Hay para mí una premisa que es una imprescindible guía para la vida: “No hagas a los demás lo que no te gustaría que te hicieran a ti”. Pero hay otra tan importante como ésta y que suelo tener menos presente: “No te hagas a ti lo que no le harías a los demás”
En muchas ocasiones somos más
exigentes, más inflexibles y más críticos con nosotros mismos de lo que nunca
seríamos con otras personas, y a menudo se nos pasa desapercibido este
maltrato, ya que aparece disfrazado de excelencia,
eficacia, responsabilidad, celo, o lealtad.
Cuando nos exigimos a nosotros
mismos más de los que exigiríamos a los demás, reprochándonos las faltas, señalando
los errores hasta la crueldad, o agraviándonos
en comparaciones con los que son mejores que nosotros, no conseguimos ser más
eficaces sino menos. Hundidos en la miseria siempre seremos menos brillantes.

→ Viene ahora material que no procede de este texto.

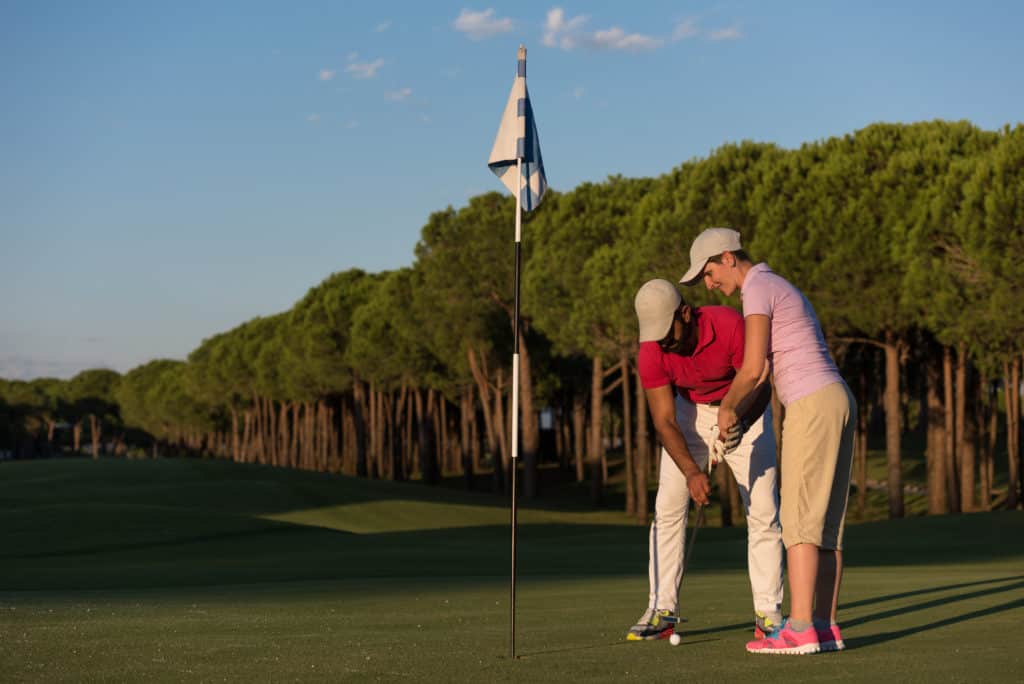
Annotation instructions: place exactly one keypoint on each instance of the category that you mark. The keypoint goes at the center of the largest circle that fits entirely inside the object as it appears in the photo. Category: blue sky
(170, 170)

Tampoco estamos siendo más
responsables, sino por el contrario, más irresponsables con nuestra integridad
como personas y con nuestro bienestar. Y mucho menos estamos siendo leales a nuestros
ideales, porque siendo desleales con nosotros mismos nos alejamos de nuestros verdaderos
propósitos.
Tratarnos con cariño tras los errores
nos permite volver a intentarlo sin miedo, tener la mente lo suficientemente
clara como sacar aprendizajes, y poner
en marcha todas nuestras habilidades para hacerlo mejor.